When evaluating VPN services Perfect Privacy, Proton VPN, Express VPN and Nord VPN is the best. They have the highest level of data protection (between 281 and 306 out of a possible 306 points) of the services compared here. They allow independent and regular audits and disclose their results, log the usage to not give no data to third parties and offer additional important security features such as the protection of the true IP and DNS address.
Slight devaluations of the winners are caused by the Jurisdiction of Services: Switzerland (ProtonVPN) has a high level of data protection – but it does not fully comply with the GDPR. And Panama (North VPN) or the British Virgin Islands (ExpressVPN) are not necessarily known for their data protection. They are considered “unsafe third countries”.
The midfield (SurfShark and CyberGhost) are due to their Audit devalued. SurfShark has them carried out, but not as frequently as other providers – a slight deduction. However, the Jurisdiction by SurfShark also in the British Virgin Islands. CyberGhost There is no information about audits. Therefore, it makes sense to rate this point as "red".

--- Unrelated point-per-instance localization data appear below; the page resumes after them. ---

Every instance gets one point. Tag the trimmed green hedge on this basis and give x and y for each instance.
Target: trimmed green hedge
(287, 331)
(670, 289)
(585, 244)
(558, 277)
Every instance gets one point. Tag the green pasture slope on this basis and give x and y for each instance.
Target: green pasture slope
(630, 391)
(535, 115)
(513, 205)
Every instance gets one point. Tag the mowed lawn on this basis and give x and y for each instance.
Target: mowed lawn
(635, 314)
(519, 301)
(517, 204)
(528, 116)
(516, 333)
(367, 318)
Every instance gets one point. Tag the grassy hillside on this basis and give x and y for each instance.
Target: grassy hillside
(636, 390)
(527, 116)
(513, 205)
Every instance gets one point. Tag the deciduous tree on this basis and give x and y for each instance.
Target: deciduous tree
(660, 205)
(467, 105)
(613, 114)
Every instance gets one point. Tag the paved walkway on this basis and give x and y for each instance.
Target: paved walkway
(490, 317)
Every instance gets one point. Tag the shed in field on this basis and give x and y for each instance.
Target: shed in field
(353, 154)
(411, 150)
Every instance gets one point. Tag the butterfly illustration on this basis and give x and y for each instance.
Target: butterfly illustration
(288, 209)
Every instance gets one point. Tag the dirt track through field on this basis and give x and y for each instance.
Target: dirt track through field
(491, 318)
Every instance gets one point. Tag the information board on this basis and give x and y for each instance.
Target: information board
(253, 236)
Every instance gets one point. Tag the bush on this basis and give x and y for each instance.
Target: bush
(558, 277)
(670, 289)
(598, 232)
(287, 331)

The companies that are lagging behind have problems on several levels. This also affects transparency towards customers: If there is no information about certain data protection functions such as the Data transfer to third parties “Red” must be assigned automatically here. Special mention is required for Norton Secure: This has absolutely nothing to do with data protection. Avoid at all costs.
Explanation of data protection features
Independent audits: Some VPN providers have their systems and practices audited by independent third parties to ensure transparency and trust. Such audits confirm that privacy promises are being kept.
No logging: VPN providers that do not keep logs of their users do not store any information about their activities (sites visited, etc.).
No data transfer to third parties: Trustworthy VPN providers do not share their users' data with governments, authorities or other third parties. They protect the privacy of their customers.
Kill Switch: Its function is to automatically interrupt the Internet connection if the VPN connection is unexpectedly lost. The kill switch prevents the device's real IP address from being revealed if the VPN connection is lost. This ensures that users' data remains protected.
IP leak protection: This feature prevents users' real IP addresses from accidentally leaking outside the VPN tunnel and thus revealing their identity. An IP address is a unique numerical identifier assigned to each device on a computer network or the Internet to enable communication and identification between devices.
DNS leak protection: This protection ensures that DNS requests are not directed to the user's actual Internet provider, but to secure DNS servers of the VPN provider. A DNS (Domain Name System) is a distributed directory system that translates domain names into the corresponding IP addresses to enable communication between computers on the Internet.
Jurisdiction: The location of the VPN provider and the laws that apply there are important for data protection. Providers in countries with strict data protection laws offer greater security.